Use multi-stage builds to separate build-time dependencies from runtime dependencies. Use minimal base images: Alpine, Distroless, or slim variants of language-specific images. Remove package manager caches, temporary files, and build artifacts in the same layer they are created. Pin base image versions to specific digests rather than mutable tags to ensure reproducible builds.

Scan your largest images and identify unnecessary contents. Tools like dive (an open-source tool for exploring Docker image layers) show what files each layer contains and their sizes. Common bloat sources include: entire SDKs when only the runtime is needed, documentation and man pages, test suites and development dependencies, multiple copies of the same file across layers, and cached package downloads.

Monitoring and Alerting

Monitor your container registries for: storage growth trends (unexpected spikes may indicate misconfigured CI/CD pipelines pushing too frequently), failed image pulls (which indicate availability issues that can prevent pod scheduling), vulnerability scan findings (especially new critical CVEs in images currently deployed to production), and unauthorized push or pull activity (which may indicate compromised credentials).

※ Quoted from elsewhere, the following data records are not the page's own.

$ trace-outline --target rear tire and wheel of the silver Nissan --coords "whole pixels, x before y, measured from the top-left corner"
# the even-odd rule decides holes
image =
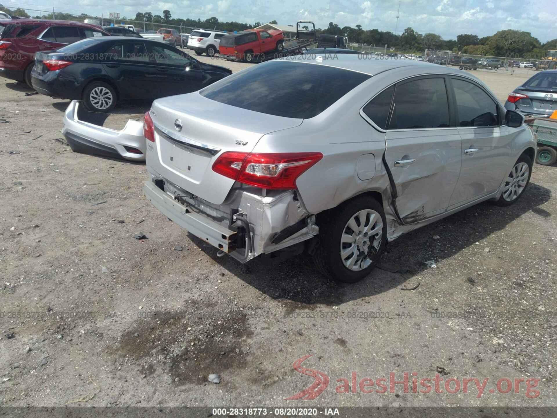
[[[319,215],[317,269],[330,279],[356,283],[371,273],[387,243],[387,221],[380,203],[360,196]]]

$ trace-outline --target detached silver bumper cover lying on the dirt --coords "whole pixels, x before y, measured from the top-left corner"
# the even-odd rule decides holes
[[[74,152],[145,161],[143,122],[128,120],[124,129],[104,128],[108,114],[91,112],[77,100],[67,107],[62,134]]]

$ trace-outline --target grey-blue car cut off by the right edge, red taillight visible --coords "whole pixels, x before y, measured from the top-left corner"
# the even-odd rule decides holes
[[[530,77],[509,94],[505,108],[524,115],[551,116],[557,110],[557,70]]]

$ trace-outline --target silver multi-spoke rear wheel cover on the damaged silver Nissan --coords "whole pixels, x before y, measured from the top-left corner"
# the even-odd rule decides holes
[[[350,217],[340,238],[344,266],[360,271],[372,264],[383,237],[383,220],[378,212],[364,209]]]

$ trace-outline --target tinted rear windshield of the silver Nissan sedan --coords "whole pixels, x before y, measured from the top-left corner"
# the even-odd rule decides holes
[[[325,65],[273,61],[223,79],[200,94],[237,108],[309,119],[370,77]]]

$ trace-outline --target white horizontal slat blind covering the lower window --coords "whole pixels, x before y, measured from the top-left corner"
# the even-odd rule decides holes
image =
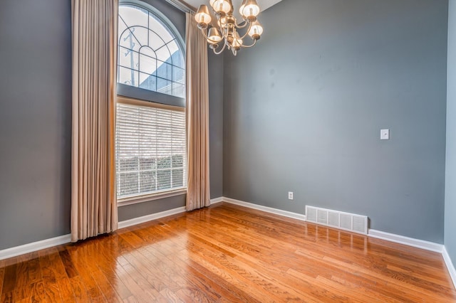
[[[187,186],[185,112],[118,103],[117,197]]]

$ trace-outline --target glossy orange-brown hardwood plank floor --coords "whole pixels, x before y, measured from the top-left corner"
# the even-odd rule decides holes
[[[442,256],[227,203],[0,260],[0,302],[456,302]]]

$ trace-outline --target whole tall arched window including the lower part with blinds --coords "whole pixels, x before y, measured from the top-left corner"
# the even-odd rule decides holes
[[[185,193],[182,44],[160,12],[147,4],[120,3],[115,134],[119,205]]]

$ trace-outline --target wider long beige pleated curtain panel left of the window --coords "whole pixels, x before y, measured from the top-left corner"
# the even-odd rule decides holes
[[[72,0],[71,241],[118,228],[115,84],[118,0]]]

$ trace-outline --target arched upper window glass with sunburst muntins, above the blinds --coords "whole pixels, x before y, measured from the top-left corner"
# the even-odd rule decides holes
[[[177,36],[158,16],[119,7],[118,83],[185,97],[185,63]]]

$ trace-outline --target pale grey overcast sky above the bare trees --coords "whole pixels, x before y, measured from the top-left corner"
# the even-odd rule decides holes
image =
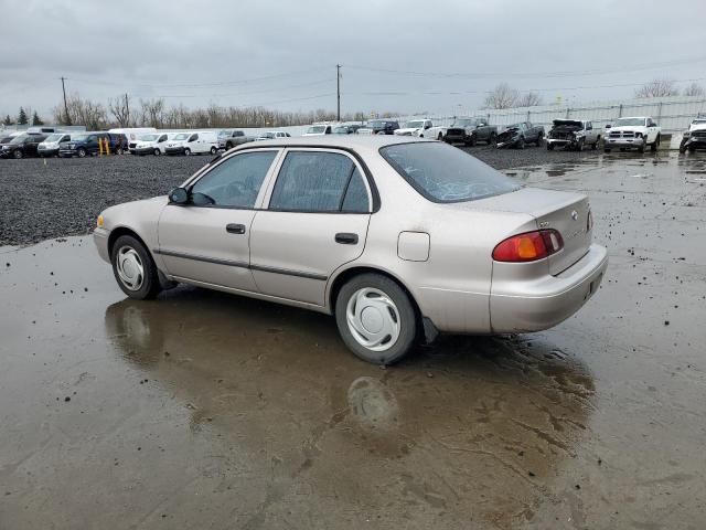
[[[23,0],[2,13],[0,114],[49,117],[61,76],[101,103],[333,110],[336,63],[344,113],[466,114],[502,81],[629,98],[654,77],[706,85],[705,20],[705,0]]]

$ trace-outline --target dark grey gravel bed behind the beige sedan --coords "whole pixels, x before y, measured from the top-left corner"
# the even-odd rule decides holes
[[[593,151],[467,148],[498,169],[575,161]],[[0,245],[86,234],[107,206],[165,194],[212,157],[0,160]]]

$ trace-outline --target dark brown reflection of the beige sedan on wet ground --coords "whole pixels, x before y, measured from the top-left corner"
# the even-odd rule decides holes
[[[496,528],[500,511],[522,513],[545,501],[537,481],[563,484],[575,448],[591,435],[590,372],[542,338],[530,348],[526,338],[454,337],[402,372],[361,370],[355,358],[341,354],[343,344],[320,315],[272,311],[264,301],[191,287],[161,304],[114,304],[105,328],[133,379],[149,379],[149,392],[136,392],[153,413],[146,427],[169,433],[151,443],[169,444],[164,456],[171,453],[174,462],[202,455],[191,467],[208,474],[210,484],[223,484],[223,474],[233,490],[252,491],[239,500],[240,512],[257,511],[276,481],[307,492],[292,497],[288,509],[309,513],[304,507],[323,506],[343,513],[350,497],[330,491],[368,491],[370,484],[414,468],[409,480],[424,484],[431,501],[453,502],[450,517],[472,516]],[[176,453],[180,443],[185,454]],[[194,453],[200,446],[203,452]],[[242,463],[247,473],[238,471]],[[527,469],[536,480],[517,479]],[[403,480],[399,487],[408,486]],[[482,500],[457,505],[449,488]],[[312,504],[320,496],[325,502]],[[409,502],[405,495],[379,505],[366,498],[361,502],[383,511]],[[232,517],[231,509],[226,513]]]

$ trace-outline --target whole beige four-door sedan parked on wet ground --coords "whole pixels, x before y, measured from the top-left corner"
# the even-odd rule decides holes
[[[131,298],[176,283],[334,315],[375,363],[449,333],[549,328],[608,263],[585,195],[522,188],[443,142],[327,136],[246,144],[94,232]]]

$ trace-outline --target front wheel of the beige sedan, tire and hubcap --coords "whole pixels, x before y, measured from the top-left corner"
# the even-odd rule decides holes
[[[120,290],[136,300],[154,298],[161,290],[157,265],[145,245],[131,235],[121,235],[110,252],[113,274]]]

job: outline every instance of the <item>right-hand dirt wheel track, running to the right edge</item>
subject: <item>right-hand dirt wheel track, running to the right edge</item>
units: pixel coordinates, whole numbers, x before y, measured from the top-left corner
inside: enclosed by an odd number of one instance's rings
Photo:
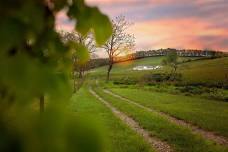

Set up alerts for critical vulnerability findings in images that are currently running in production. This requires correlating vulnerability scan results with deployment data — you need to know not just that an image has a vulnerability, but that the vulnerable image is currently deployed and receiving traffic. Tools like Kubernetes admission controllers with policy engines (OPA Gatekeeper, Kyverno) can prevent deployment of images with critical unpatched vulnerabilities.